Arts notes

Lynne Cheney creates history book award

New York — Lynne Cheney, wife of Vice President Dick Cheney, has established a charitable fund that will finance an annual award for the best work of history written for young people.

The James Madison Book Award will have a cash prize of $10,000.

“I hope by recognizing books that teach children and young people about our country’s past, this award will encourage authors to take up this subject and publishers to seek out writers who can make American history come out alive,” Cheney, author of the children’s book “America: A Patriotic Primer,” said in a statement Thursday.

Selections will be made by an advisory panel that includes documentary maker Ken Burns, former presidential speechwriter Peggy Noonan and historian Michael Beschloss.

NEA takes Shakespeare on nationwide road tour

In an ambitious bid to unite Romeo and Juliet in Texarkana and install Othello in Anchorage, the National Endowment for the Arts on Wednesday announced details of a new Shakespearean touring program aimed at reaching 100 communities in 50 states.

The announcement in Washington — made on the 439th anniversary of the day Shakespeare is thought to have been born — depends upon a collaboration of six regional theater companies, the nonprofit Arts Midwest (based in Minneapolis) and the NEA.

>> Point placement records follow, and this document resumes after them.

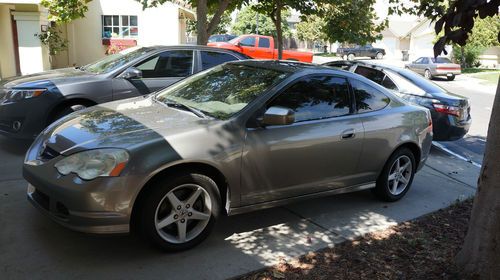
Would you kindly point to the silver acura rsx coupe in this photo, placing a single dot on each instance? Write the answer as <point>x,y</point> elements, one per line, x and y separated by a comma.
<point>238,137</point>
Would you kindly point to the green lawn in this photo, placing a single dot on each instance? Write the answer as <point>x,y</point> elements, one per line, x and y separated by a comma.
<point>490,78</point>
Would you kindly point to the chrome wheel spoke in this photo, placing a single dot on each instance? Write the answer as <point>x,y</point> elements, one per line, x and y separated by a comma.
<point>404,167</point>
<point>172,198</point>
<point>191,200</point>
<point>166,221</point>
<point>181,231</point>
<point>196,215</point>
<point>395,184</point>
<point>404,180</point>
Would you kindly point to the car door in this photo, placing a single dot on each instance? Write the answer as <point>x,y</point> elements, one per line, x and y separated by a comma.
<point>210,59</point>
<point>264,48</point>
<point>380,128</point>
<point>248,45</point>
<point>318,152</point>
<point>158,71</point>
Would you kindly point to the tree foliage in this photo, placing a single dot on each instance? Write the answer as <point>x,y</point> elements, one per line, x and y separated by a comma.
<point>311,29</point>
<point>205,25</point>
<point>274,9</point>
<point>62,11</point>
<point>246,23</point>
<point>352,21</point>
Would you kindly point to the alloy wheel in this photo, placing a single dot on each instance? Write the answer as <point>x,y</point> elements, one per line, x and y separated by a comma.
<point>399,175</point>
<point>183,213</point>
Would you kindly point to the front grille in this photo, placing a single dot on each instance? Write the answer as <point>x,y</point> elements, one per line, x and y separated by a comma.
<point>48,153</point>
<point>42,199</point>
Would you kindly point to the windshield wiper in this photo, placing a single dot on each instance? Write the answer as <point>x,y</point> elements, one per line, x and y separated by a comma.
<point>174,104</point>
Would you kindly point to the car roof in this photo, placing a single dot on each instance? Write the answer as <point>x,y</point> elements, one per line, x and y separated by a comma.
<point>194,47</point>
<point>290,66</point>
<point>413,77</point>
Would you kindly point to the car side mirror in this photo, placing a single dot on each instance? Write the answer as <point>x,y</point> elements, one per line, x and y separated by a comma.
<point>132,73</point>
<point>278,116</point>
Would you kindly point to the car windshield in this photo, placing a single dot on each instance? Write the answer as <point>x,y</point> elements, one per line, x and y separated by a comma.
<point>440,60</point>
<point>114,61</point>
<point>222,91</point>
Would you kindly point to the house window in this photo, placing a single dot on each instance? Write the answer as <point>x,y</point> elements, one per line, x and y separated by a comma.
<point>119,26</point>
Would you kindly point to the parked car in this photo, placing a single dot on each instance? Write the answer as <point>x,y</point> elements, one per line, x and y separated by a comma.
<point>361,51</point>
<point>221,38</point>
<point>30,103</point>
<point>261,47</point>
<point>432,67</point>
<point>219,142</point>
<point>450,112</point>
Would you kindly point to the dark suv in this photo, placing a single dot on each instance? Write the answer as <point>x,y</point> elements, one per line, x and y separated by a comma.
<point>29,103</point>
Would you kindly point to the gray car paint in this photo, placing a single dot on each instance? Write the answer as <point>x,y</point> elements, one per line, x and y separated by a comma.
<point>263,167</point>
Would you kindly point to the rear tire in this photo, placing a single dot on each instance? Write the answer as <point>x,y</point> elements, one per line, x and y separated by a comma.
<point>179,212</point>
<point>397,176</point>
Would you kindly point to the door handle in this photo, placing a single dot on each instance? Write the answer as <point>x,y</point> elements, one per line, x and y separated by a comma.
<point>348,133</point>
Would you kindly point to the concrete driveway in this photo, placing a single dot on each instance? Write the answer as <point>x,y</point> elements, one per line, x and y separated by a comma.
<point>34,247</point>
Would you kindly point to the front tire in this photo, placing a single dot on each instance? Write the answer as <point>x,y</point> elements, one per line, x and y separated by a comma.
<point>397,176</point>
<point>179,212</point>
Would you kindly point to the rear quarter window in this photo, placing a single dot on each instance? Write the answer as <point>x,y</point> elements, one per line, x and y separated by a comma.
<point>367,97</point>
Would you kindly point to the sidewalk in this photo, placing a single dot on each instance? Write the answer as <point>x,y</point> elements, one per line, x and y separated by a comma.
<point>36,248</point>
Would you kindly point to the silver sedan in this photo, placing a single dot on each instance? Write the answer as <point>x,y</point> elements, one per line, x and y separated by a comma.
<point>238,137</point>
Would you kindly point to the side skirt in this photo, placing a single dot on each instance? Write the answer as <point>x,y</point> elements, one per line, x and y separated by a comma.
<point>274,203</point>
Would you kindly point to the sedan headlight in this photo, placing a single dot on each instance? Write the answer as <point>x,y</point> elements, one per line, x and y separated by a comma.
<point>91,164</point>
<point>14,95</point>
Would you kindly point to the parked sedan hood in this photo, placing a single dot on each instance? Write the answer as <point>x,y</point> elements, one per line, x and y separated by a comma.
<point>123,124</point>
<point>55,76</point>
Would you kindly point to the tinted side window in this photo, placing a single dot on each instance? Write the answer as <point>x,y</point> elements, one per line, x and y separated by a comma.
<point>368,98</point>
<point>371,74</point>
<point>248,42</point>
<point>388,83</point>
<point>167,64</point>
<point>264,42</point>
<point>210,59</point>
<point>316,98</point>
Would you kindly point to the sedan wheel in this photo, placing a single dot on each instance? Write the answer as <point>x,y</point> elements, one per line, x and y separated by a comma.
<point>397,176</point>
<point>180,214</point>
<point>427,74</point>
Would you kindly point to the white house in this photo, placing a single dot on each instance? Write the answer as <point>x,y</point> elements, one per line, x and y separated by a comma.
<point>107,22</point>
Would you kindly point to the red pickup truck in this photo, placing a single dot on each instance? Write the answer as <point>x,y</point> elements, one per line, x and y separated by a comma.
<point>261,47</point>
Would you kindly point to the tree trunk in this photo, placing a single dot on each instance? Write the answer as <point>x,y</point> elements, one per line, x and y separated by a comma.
<point>201,26</point>
<point>480,254</point>
<point>279,32</point>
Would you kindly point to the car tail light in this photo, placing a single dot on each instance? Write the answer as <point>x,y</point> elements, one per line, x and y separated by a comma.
<point>446,109</point>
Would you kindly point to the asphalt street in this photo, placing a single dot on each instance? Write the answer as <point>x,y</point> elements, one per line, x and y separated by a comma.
<point>34,247</point>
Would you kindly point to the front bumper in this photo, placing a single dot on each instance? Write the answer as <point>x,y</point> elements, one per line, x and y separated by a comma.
<point>102,205</point>
<point>22,120</point>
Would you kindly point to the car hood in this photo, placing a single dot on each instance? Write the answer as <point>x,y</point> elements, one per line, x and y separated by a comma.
<point>55,76</point>
<point>122,124</point>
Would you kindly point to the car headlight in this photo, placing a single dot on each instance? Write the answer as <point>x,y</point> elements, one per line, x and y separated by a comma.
<point>91,164</point>
<point>14,95</point>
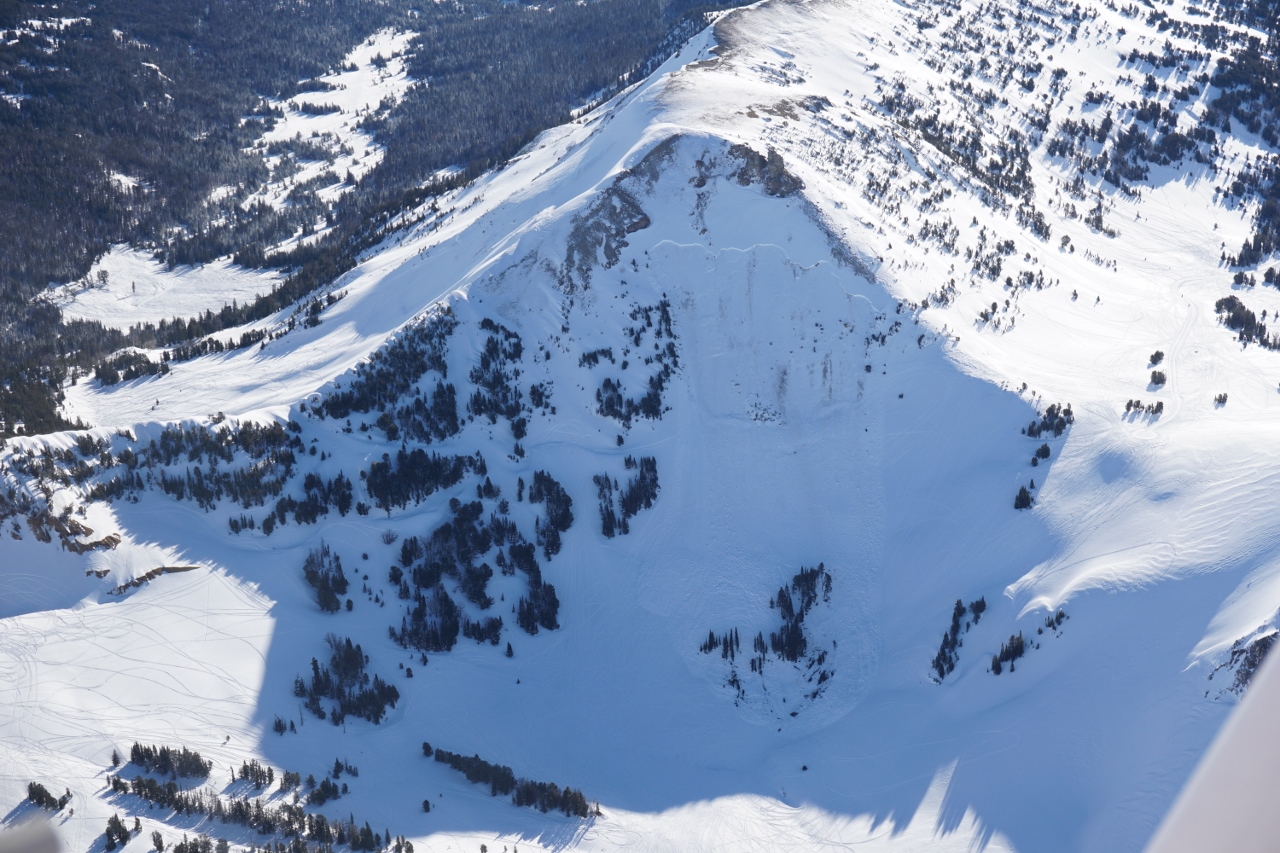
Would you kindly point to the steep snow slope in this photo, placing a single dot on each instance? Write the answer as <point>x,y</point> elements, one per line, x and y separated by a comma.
<point>827,392</point>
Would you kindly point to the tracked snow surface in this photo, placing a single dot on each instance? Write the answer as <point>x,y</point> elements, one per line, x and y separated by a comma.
<point>675,464</point>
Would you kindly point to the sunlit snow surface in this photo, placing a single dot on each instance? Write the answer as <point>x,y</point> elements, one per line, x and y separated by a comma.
<point>1157,536</point>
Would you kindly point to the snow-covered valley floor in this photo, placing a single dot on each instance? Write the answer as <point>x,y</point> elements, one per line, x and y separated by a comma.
<point>828,392</point>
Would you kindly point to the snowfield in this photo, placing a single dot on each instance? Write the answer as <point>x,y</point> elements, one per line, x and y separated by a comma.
<point>804,278</point>
<point>138,288</point>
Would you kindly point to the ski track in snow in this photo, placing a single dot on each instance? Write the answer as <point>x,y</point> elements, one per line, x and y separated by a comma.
<point>780,450</point>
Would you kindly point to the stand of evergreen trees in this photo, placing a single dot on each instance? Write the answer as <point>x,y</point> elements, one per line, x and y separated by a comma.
<point>524,792</point>
<point>170,762</point>
<point>346,683</point>
<point>323,570</point>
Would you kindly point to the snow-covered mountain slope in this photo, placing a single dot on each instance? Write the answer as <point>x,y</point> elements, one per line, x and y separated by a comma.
<point>780,337</point>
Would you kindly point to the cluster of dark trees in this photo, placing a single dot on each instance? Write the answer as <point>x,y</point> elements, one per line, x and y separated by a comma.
<point>560,511</point>
<point>611,397</point>
<point>415,475</point>
<point>1055,420</point>
<point>283,819</point>
<point>497,393</point>
<point>434,620</point>
<point>117,833</point>
<point>1138,407</point>
<point>40,796</point>
<point>499,73</point>
<point>524,792</point>
<point>945,661</point>
<point>254,772</point>
<point>792,601</point>
<point>127,366</point>
<point>1009,652</point>
<point>1042,452</point>
<point>323,570</point>
<point>347,684</point>
<point>1244,323</point>
<point>318,496</point>
<point>270,460</point>
<point>1247,657</point>
<point>168,761</point>
<point>727,643</point>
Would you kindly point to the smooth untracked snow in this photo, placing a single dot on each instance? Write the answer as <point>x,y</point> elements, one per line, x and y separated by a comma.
<point>138,288</point>
<point>814,418</point>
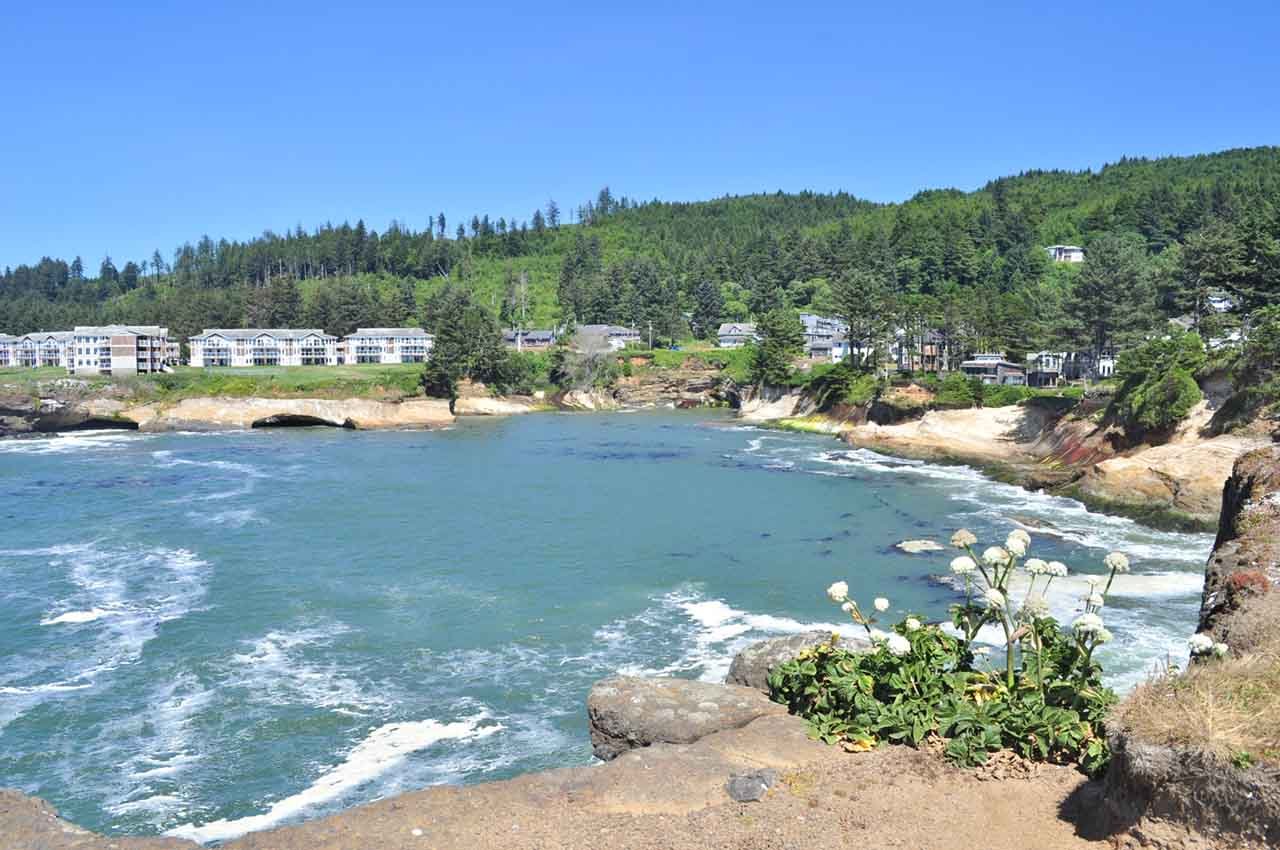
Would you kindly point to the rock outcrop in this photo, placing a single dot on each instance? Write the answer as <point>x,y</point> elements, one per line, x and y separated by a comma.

The NEA’s spending on the venture is relatively modest — $3 million from a $116-million-a-year agency. But NEA Chairman Dana Gioia, a booster of the project since his January confirmation, describes it as the largest Shakespearean tour in U.S. history. He said the program has the backing of honorary chairpersons Laura Bush and Motion Picture Association of America President and CEO Jack Valenti, and includes companion educational programming.

For cities and towns on the “Shakespeare in American Communities” itinerary from September through November 2004, the arrival of theatrical heavyweights is likely to make larger waves than the complicity of the first lady. One central idea behind the program, NEA officials said, is to bring professional productions to venues that typically don’t have the money or population to attract performances of that quality.

Many scheduling details remain unsettled.